In [1]:
# import libraries
import numpy as np
import pickle
import os
import pandas as pd
import pathlib
import matplotlib.pyplot as plt
%matplotlib inline
import random
import librosa
from scipy.stats import kurtosis, skew
from sklearn import svm
import warnings
from sklearn.model_selection import train_test_split
from sklearn.metrics import accuracy_score,f1_score,confusion_matrix,roc_auc_score,ConfusionMatrixDisplay,precision_score,recall_score
from preprocess import preprocess
warnings.filterwarnings('ignore')


In [3]:
# get file list for 1 patient
def get_file_list(path):
    file_list = []
    label = []
    for i in os.listdir(path):
        file_list.append(i)
        l = int(i.split("_")[-1].split(".")[0])-1
        label.append(l)
    return label,file_list

In [4]:
# get feature from 1 file and preprocess
def get_feature(path):
    f = []
    a = pd.read_csv(path,names=["vertical","horizontal"])
    a = np.array(a)
    #print(a.shape)
    a = preprocess(a)
    #print(a.shape)
    for j in a[:,0]:
        f.append(j)        
    for j in a[:,1]:
        f.append(j)
    return f
    
    

In [8]:
# self identified test_split
def my_train_test_split_user_dependent(path,test_split,val_split,file_list,label):
    X_test = []
    X_train = []
    X_val = []
    y_val = []
    y_train = []
    y_test = []
    for f in range(len(file_list)):
        file = file_list[f]
        file_label = label[f]
        #print(file)
        feature = get_feature(str(path+file))
        #print(file.split('_')[2],file_label)
        if file.split('_')[2] in test_split:
            X_test.append(feature)
            y_test.append(file_label)
            #print(file,len(feature))
        elif file.split('_')[2] == val_split:
            X_val.append(feature)
            y_val.append(file_label)
        else:
            X_train.append(feature)
            y_train.append(file_label)
            #print(file)

    X_train = np.array(X_train)
    X_test = np.array(X_test)
    X_val = np.array(X_val)
    y_train = np.array(y_train)
    y_val = np.array(y_val)
    y_test = np.array(y_test)
    
    return X_train,X_test,X_val,y_val, y_train,y_test

In [9]:
def evaluate(y_true, y_pred,y_prob):
    f1_micro = f1_score(y_true, y_pred,average = 'micro')
    f1_macro = f1_score(y_true, y_pred,average = 'macro')
    precision_micro = precision_score(y_true, y_pred, average='micro')
    precision_macro = precision_score(y_true, y_pred, average='macro')
    recall_micro = recall_score(y_true, y_pred, average='micro')
    recall_macro = recall_score(y_true, y_pred, average='macro')
    acc = accuracy_score(y_true, y_pred)
    #cm = confusion_matrix(y_true, y_pred)
    #disp = ConfusionMatrixDisplay(confusion_matrix=cm,
     #                         display_labels=[0,1,2,3,4,5,6,7,8,9,10,11])
    #disp.plot()
    #plt.show()
    #class_accuracy = cm.diagonal()/cm.sum(axis=1)
    #specificity = class_accuracy[1]
    #sensitivity = class_accuracy[0]
    auc = roc_auc_score(y_true,y_prob,multi_class="ovr",average="micro")

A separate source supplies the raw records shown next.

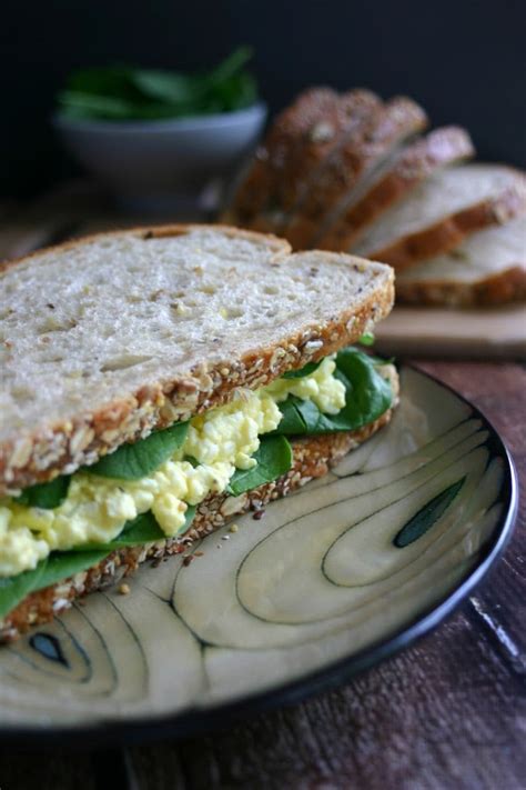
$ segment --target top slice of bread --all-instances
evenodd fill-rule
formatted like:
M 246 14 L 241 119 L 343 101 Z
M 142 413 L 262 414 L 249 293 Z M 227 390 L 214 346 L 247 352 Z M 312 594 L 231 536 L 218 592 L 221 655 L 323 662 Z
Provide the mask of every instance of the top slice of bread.
M 461 164 L 421 183 L 371 227 L 353 252 L 402 270 L 525 212 L 523 172 L 503 164 Z
M 352 343 L 393 271 L 220 226 L 105 233 L 0 272 L 0 493 Z
M 225 222 L 247 227 L 259 212 L 269 209 L 280 189 L 283 171 L 297 141 L 307 138 L 316 124 L 332 117 L 340 107 L 340 96 L 332 88 L 310 88 L 296 97 L 275 118 L 253 161 L 242 174 Z
M 475 149 L 459 127 L 435 129 L 406 146 L 381 172 L 363 180 L 363 187 L 343 216 L 317 240 L 324 250 L 348 250 L 367 228 L 412 189 L 446 166 L 469 159 Z
M 277 229 L 276 218 L 301 199 L 313 171 L 381 103 L 375 93 L 361 88 L 342 96 L 330 88 L 300 93 L 273 122 L 223 219 Z
M 366 122 L 327 159 L 300 210 L 283 229 L 294 249 L 313 247 L 346 209 L 362 180 L 426 126 L 424 110 L 407 97 L 394 97 L 371 112 Z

    return f1_micro,f1_macro,precision_micro,precision_macro,recall_micro,recall_macro,acc

## User dependent

In [10]:
patient = ["001","002","003","004","005","006"]
test_split = [["01","02"],["03","04"],["05","06"],["07","08"],["09","10"]]
val_split = ['03','01',"04","05","06"]

In [11]:
def grid_search(X_train,X_test, X_val,y_val,y_train,y_test):
    C = [0.01,1,100]
    kernel= ['linear', 'poly', 'rbf', 'sigmoid']
    grid_search_output = []
    for c in C:
        for k in kernel:
            output = dict()
            output["C"] = c
            output["kernal"] = k
            clf = svm.SVC(C=c,kernel = k,probability=True,random_state=42)
            clf.fit(X_train, y_train)
            
            y_pred = clf.predict(X_val)
            y_prob = clf.predict_proba(X_val)
            f1_micro,f1_macro,precision_micro,precision_macro,recall_micro,recall_macro,acc = evaluate(y_val, y_pred,y_prob)
            output["model"] = clf
            output["val_Accuracy"] = acc
            output["val_f1_micro"] = f1_micro
            output["val_f1_macro"] = f1_macro
            output["val_precision_micro"]= precision_micro
            output["val_precision_macro"]= precision_macro
            output["val_recall_micro"]= recall_micro
            output["val_recall_macro"]= recall_macro
            
            
            y_pred = clf.predict(X_test)
            y_prob = clf.predict_proba(X_test)
            f1_micro,f1_macro,precision_micro,precision_macro,recall_micro,recall_macro,acc = evaluate(y_test, y_pred,y_prob)
            output["test_Accuracy"] = acc
            output["test_f1_micro"] = f1_micro
            output["test_f1_macro"] = f1_macro
            output["test_precision_micro"]= precision_micro
            output["test_precision_macro"]= precision_macro
            output["test_recall_micro"]= recall_micro
            output["test_recall_macro"]= recall_macro
            grid_search_output.append(output)
    return grid_search_output


In [12]:
for p in patient:
    print(p)
    output_pck = []
    path = str("../../../../data/isolated 2/"+p+"/isolated_strokes/")
    for t in range(len(test_split)):
        print(test_split[t])
        label,file_list = get_file_list(path)
        X_train,X_test,X_val,y_val, y_train,y_test = my_train_test_split_user_dependent(path,test_split[t],val_split[t],file_list,label)
        print(X_val.shape,y_val.shape)
         # build model
        # set parameter 
        output = dict()
        output["test_split"] = t
        grid_search_output = grid_search(X_train,X_test, X_val,y_val,y_train,y_test)
        output["grid_search"] = grid_search_output
        output_pck.append(output)
        
    with open(str("./User_dependent/patient_"+p+"_SVC.pck"), "wb") as output_file:
        pickle.dump(output_pck, output_file)
        
    
    

001
['01', '02']
(12, 200) (12,)
['03', '04']
(12, 200) (12,)
['05', '06']
(12, 200) (12,)
['07', '08']
(12, 200) (12,)
['09', '10']
(12, 200) (12,)
002
['01', '02']
(12, 200) (12,)
['03', '04']
(12, 200) (12,)
['05', '06']
(12, 200) (12,)
['07', '08']
(12, 200) (12,)
['09', '10']
(12, 200) (12,)
003
['01', '02']
(12, 200) (12,)
['03', '04']
(12, 200) (12,)
['05', '06']
(12, 200) (12,)
['07', '08']
(12, 200) (12,)
['09', '10']
(12, 200) (12,)
004
['01', '02']
(12, 200) (12,)
['03', '04']
(12, 200) (12,)
['05', '06']
(12, 200) (12,)
['07', '08']
(12, 200) (12,)
['09', '10']
(12, 200) (12,)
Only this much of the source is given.